Vinogradova Tatiana M, Maltsev Victor A, Bogdanov Konstantin Y, Lyashkov Alexey E, Lakatta Edward G
Laboratory of Cardiovascular Science, Intramural Research Program, National Institute on Aging, NIH, 5600 Nathan Shock Drive, Baltimore, MD 21224, USA.
Ann N Y Acad Sci. 2005 Jun;1047:138-56. doi: 10.1196/annals.1341.013.
Excitation-induced Ca(2+) cycling into and out of the cytosol via the sarcoplasmic reticulum (SR) Ca(2+) pump, ryanodine receptor (RyR) and Na(+)-Ca(2+) exchanger (NCX) proteins, and modulation of this Ca(2+)cycling by beta-adrenergic receptor (beta-AR) stimulation, governs the strength of ventricular myocyte contraction and the cardiac contractile reserve. Recent evidence indicates that heart rate modulation and chronotropic reserve via beta-ARs also involve intracellular Ca(2+) cycling by these very same molecules. Specifically, sinoatrial nodal pacemaker cells (SANC), even in the absence of surface membrane depolarization, generate localized rhythmic, submembrane Ca(2+) oscillations via SR Ca(2+) pumping-RyR Ca(2+) release. During spontaneous SANC beating, these rhythmic, spontaneous Ca(2+) oscillations are interrupted by the occurrence of an action potential (AP), which activates L-type Ca(2+) channels to trigger SR Ca(2+) release, unloading the SR Ca(2+) content and inactivating RyRs. During the later part of the subsequent diastolic depolarization (DD), when Ca(2+) pumped back into the SR sufficiently replenishes the SR Ca(2+) content, and Ca(2+)-dependent RyR inactivation wanes, the spontaneous release of Ca(2+) via RyRs again begins to occur. The local increase in submembrane [Ca(2+)] generates an inward current via NCX, enhancing the DD slope, modulating the occurrence of the next AP, and thus the beating rate. Beta-AR stimulation increases the submembrane Ca(2+) oscillation amplitude and reduces the period (the time from the prior AP triggered SR Ca(2+) release to the onset of the local Ca(2+) release during the subsequent DD). This increased amplitude and phase shift causes the NCX current to occur at earlier times following a prior beat, promoting the earlier arrival of the next beat and thus an increase in the spontaneous firing rate. Ca(2+) cycling via the SR Ca(2+) pump, RyR and NCX, and its modulation by beta-AR stimulation is, therefore, a general mechanism of cardiac chronotropy and inotropy.
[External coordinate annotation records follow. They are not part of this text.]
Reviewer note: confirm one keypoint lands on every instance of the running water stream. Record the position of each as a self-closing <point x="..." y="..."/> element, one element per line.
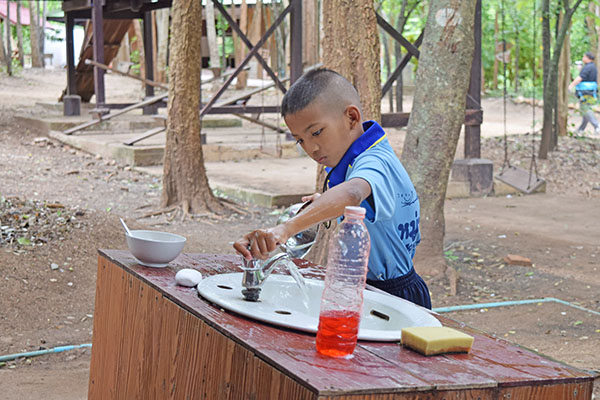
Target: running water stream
<point x="295" y="273"/>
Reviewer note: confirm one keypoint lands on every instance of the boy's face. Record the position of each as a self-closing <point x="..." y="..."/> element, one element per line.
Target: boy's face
<point x="324" y="133"/>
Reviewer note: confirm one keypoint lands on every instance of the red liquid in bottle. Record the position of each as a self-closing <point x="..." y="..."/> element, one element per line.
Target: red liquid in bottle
<point x="337" y="333"/>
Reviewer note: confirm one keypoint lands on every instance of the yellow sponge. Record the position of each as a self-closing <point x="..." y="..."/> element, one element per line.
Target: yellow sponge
<point x="429" y="340"/>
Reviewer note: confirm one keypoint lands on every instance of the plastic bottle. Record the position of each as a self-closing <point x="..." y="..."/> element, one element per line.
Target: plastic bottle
<point x="345" y="279"/>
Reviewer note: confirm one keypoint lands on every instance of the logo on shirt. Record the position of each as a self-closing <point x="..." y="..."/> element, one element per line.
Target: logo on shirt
<point x="408" y="199"/>
<point x="410" y="229"/>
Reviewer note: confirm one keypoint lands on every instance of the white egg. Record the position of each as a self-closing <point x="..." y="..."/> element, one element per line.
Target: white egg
<point x="188" y="277"/>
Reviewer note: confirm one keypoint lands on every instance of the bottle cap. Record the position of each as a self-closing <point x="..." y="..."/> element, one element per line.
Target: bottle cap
<point x="354" y="212"/>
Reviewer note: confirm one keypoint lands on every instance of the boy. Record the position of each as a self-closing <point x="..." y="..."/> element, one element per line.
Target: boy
<point x="322" y="110"/>
<point x="586" y="90"/>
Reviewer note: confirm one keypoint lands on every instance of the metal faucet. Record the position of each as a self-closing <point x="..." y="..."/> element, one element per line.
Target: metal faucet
<point x="256" y="272"/>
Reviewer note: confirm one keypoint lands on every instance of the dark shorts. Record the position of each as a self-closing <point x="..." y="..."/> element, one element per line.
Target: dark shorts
<point x="410" y="287"/>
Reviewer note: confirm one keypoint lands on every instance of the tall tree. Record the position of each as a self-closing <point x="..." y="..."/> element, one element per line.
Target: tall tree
<point x="406" y="10"/>
<point x="240" y="48"/>
<point x="8" y="40"/>
<point x="34" y="36"/>
<point x="20" y="36"/>
<point x="436" y="118"/>
<point x="310" y="32"/>
<point x="551" y="61"/>
<point x="2" y="51"/>
<point x="162" y="33"/>
<point x="185" y="184"/>
<point x="354" y="53"/>
<point x="211" y="35"/>
<point x="564" y="78"/>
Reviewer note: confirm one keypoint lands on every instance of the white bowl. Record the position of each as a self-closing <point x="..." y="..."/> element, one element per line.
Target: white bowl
<point x="153" y="248"/>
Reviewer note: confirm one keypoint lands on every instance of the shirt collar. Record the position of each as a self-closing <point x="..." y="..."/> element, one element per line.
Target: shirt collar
<point x="373" y="134"/>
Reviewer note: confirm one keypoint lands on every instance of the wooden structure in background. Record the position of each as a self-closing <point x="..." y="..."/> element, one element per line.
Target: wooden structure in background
<point x="84" y="73"/>
<point x="155" y="340"/>
<point x="79" y="81"/>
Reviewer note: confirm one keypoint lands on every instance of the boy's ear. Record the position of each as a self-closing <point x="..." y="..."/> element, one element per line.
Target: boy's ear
<point x="353" y="114"/>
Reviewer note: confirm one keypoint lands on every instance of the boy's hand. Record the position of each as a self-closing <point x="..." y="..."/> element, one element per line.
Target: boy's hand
<point x="259" y="243"/>
<point x="312" y="197"/>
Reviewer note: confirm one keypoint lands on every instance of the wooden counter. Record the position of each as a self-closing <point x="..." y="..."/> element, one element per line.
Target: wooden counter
<point x="155" y="340"/>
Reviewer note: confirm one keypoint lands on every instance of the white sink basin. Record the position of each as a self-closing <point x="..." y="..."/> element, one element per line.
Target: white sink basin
<point x="281" y="303"/>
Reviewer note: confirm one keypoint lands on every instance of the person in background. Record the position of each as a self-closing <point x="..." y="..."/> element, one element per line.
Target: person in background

通过肌浆网(SR)钙泵、兰尼碱受体(RyR)和钠钙交换体(NCX)蛋白,兴奋诱导钙离子进出细胞质,而β-肾上腺素能受体(β-AR)刺激对这种钙循环的调节,决定了心室肌细胞收缩的强度和心脏收缩储备。最近的证据表明,通过β-AR进行的心率调节和变时性储备也涉及这些相同分子介导的细胞内钙循环。具体而言,即使在没有表面膜去极化的情况下,窦房结起搏细胞(SANC)也会通过SR钙泵- RyR钙释放产生局部有节奏的、膜下钙离子振荡。在SANC自发搏动期间,这些有节奏的自发钙离子振荡会被动作电位(AP)的出现打断,动作电位激活L型钙通道以触发SR钙释放,耗尽SR钙含量并使RyR失活。在随后舒张期去极化(DD)的后期,当钙离子被泵回SR足以补充SR钙含量,且钙依赖性RyR失活减弱时,通过RyR的钙离子自发释放再次开始发生。膜下[Ca²⁺]的局部增加通过NCX产生内向电流,增强DD斜率,调节下一个AP的发生,从而调节搏动频率。β-AR刺激增加膜下钙离子振荡幅度并缩短周期(从前一个AP触发SR钙释放到随后DD期间局部钙释放开始的时间)。这种增加的幅度和相移导致NCX电流在前一次搏动后更早发生,促进下一次搏动更早到来,从而提高自发放电频率。因此,通过SR钙泵、RyR和NCX的钙循环及其受β-AR刺激的调节是心脏变时性和变力性的一般机制。